3. Criar um conjunto de dados de exemplo #
import numpy as np
import matplotlib.pyplot as plt
import japanize_matplotlib
from sklearn.datasets import make_blobs
X, y = make_blobs(n_samples=600, n_features=3, random_state=117117)
fig = plt.figure(figsize=(8, 8))
ax = fig.add_subplot(projection="3d")
ax.scatter(X[:, 0], X[:, 1], X[:, 2], c=y)
ax.set_xlabel("$x_1$")
ax.set_ylabel("$x_2$")
ax.set_zlabel("$x_3$")
4. Executar PCA com scikit-learn #
from sklearn.decomposition import PCA
from sklearn.preprocessing import StandardScaler
pca = PCA(n_components=2, whiten=True)
X_pca = pca.fit_transform(StandardScaler().fit_transform(X))

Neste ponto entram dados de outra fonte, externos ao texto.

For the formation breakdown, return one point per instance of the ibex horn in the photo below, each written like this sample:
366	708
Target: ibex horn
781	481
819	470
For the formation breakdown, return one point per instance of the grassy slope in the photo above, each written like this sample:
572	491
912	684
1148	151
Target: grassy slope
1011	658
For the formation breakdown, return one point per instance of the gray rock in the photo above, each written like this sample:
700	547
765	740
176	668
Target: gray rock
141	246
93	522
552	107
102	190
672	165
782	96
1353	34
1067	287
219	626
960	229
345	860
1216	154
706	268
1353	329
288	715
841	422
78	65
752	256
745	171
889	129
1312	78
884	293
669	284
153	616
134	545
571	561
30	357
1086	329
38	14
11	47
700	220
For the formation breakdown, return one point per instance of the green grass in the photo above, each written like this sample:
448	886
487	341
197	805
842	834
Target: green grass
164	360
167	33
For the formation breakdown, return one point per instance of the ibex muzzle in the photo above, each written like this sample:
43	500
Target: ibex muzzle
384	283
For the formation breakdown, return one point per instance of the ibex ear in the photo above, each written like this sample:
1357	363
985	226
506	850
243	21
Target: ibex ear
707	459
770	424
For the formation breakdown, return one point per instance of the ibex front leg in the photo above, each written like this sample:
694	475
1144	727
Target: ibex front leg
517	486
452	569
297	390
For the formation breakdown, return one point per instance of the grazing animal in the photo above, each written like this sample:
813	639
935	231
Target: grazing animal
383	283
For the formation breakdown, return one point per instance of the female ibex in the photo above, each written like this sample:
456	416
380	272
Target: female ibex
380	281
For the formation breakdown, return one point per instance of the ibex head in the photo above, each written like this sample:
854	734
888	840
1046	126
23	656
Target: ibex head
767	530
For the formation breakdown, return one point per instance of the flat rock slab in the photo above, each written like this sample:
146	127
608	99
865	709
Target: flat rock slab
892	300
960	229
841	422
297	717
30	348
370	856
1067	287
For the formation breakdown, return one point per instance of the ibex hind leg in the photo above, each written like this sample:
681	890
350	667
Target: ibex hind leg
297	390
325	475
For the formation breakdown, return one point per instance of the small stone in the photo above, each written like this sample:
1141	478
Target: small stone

plt.figure(figsize=(8, 8))
plt.scatter(X_pca[:, 0], X_pca[:, 1], c=y)
plt.xlabel("PC1")
plt.ylabel("PC2")
plt.title("2-D embedding via PCA")
plt.show()
5. O escalonamento importa #
from sklearn.preprocessing import StandardScaler
X, y = make_blobs(
n_samples=200,
n_features=3,
random_state=11711,
centers=3,
cluster_std=2.0,
)
X[:, 1] *= 1000
X[:, 2] *= 0.01
X_ss = StandardScaler().fit_transform(X)
pca = PCA(n_components=2).fit(X)
X_pca = pca.transform(X)
pca_ss = PCA(n_components=2).fit(X_ss)
X_pca_ss = pca_ss.transform(X_ss)
plt.figure(figsize=(10, 5))
plt.subplot(121)
plt.title("Unscaled features")
plt.scatter(X_pca[:, 0], X_pca[:, 1], c=y, marker="x", alpha=0.6)
plt.subplot(122)
plt.title("Scaled features")
plt.scatter(X_pca_ss[:, 0], X_pca_ss[:, 1], c=y, marker="x", alpha=0.6)
plt.show()
O PCA é dominado por características com grande variância; o escalonamento (ou branqueamento) é essencial quando as unidades das características diferem.
6. Considerações práticas #
- Razão de variância explicada: (\lambda_j / \sum_i \lambda_i) ajuda a decidir quantas componentes principais manter (geralmente 80-90%).
- Computação: o PCA é implementado via SVD internamente; use
svd_solver='randomized'para grandes conjuntos de dados. - Kernel PCA: quando o PCA linear não é suficiente, mude para kernels (veja a seção dedicada) ou tente UMAP/t-SNE para estrutura local.